Shooters blast Liberals from the upper house

THE Shooters and Fishers Party has claimed one of five Legislative Council seats for the Eastern Victoria region.

The Victorian Electoral Commission this week confirmed the results of the vote for the upper house, with the Shooters and Fishers Party claiming its first two seats in Victorian parliament.

One of those members is party chairman Jeffrey Bourman from the outer Melbourne suburb of Hampton East. Despite gaining only 2.4 per cent of the primary vote, Mr Bourman was able to secure a seat in parliament thanks to the preferences of other minor parties.

The Shooters and Fishers Party believes every law-abiding citizen should have the right to own and use a firearm for legitimate purposes. It strongly supports recreational and conservation hunting, and laws giving shooters access to public land for hunting.

The party also has policies relating to personal freedom, and reduction of governmental interference in citizens’ lives.

Two of the three incumbent Eastern Victoria MLCs standing for re-election were returned to office.

The Liberals’ Edward O’Donohue, the former Corrections and Gaming Minister was the first candidate elected with 41.21 per cent of the vote.

Labor’s Harriett Shing was the next elected with 29.02 per cent. Ms Shing becomes the first woman elected to represent the Eastern Victoria region.
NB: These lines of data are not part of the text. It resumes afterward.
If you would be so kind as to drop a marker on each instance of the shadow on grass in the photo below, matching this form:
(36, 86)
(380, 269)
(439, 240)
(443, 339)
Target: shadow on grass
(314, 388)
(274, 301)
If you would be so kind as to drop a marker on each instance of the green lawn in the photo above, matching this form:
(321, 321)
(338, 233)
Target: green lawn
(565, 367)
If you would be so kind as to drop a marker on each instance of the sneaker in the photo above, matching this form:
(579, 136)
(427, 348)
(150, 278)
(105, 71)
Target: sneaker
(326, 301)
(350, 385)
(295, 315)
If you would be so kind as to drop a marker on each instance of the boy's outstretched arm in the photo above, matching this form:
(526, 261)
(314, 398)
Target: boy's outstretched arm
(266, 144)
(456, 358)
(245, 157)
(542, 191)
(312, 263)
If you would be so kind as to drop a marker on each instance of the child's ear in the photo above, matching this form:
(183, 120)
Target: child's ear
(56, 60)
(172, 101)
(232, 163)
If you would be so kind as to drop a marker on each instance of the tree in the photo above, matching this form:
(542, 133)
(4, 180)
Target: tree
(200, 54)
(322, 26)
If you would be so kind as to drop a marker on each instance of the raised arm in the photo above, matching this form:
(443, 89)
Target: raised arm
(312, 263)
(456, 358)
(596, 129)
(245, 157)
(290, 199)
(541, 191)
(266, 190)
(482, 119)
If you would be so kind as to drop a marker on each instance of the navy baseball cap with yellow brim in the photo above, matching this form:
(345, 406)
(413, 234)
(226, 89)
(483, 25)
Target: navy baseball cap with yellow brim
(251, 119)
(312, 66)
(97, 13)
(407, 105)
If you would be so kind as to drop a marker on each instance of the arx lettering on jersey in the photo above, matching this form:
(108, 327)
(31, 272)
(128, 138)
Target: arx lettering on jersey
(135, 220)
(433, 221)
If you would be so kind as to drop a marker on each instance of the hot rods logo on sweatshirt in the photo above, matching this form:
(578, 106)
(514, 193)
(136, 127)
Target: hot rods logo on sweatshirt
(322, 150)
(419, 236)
Next elected was Danny O’Brien for the Nationals. Mr O’Brien entered parliament in March following the retirement of Peter Hall.

Mr O’Brien is one of only two Nationals MPs in the Legislative Council, the same as the Shooter and Fishers Party. The Nationals are now outnumbered in the upper house by the Greens, which has five.

Thanks to preferences, Mr Bourman was the fourth candidate elected, leaving a battle for the final seat between the Liberals, Labor and the Greens.

With no candidate receiving enough required votes, Liberals incumbent Andrew Ronalds was eliminated from the count. Mr Ronalds entered parliament in February following the retirement of Philip Davis.

Preferences from the Liberals got Labor’s Daniel Mulino into parliament.

While earning more than eight per cent of the primary vote, the Greens’ Andrea Millsom didn’t have the preferences from the Liberals to get her over the line.

Overall, both the Liberals and Labor both lost seats in the upper house, with each having 14, while the Nationals are down to two. The Greens have risen to five, the Shooters and Fishers have two, with one each for the Australian Sex Party, Democratic Labor Party and Vote 1 Local Jobs.

Last week, the VEC finalised the results for the Legislative Assembly, with Peter Ryan and Tim Bull re-elected on primary votes as MLAs for Gippsland South and Gippsland East respectively.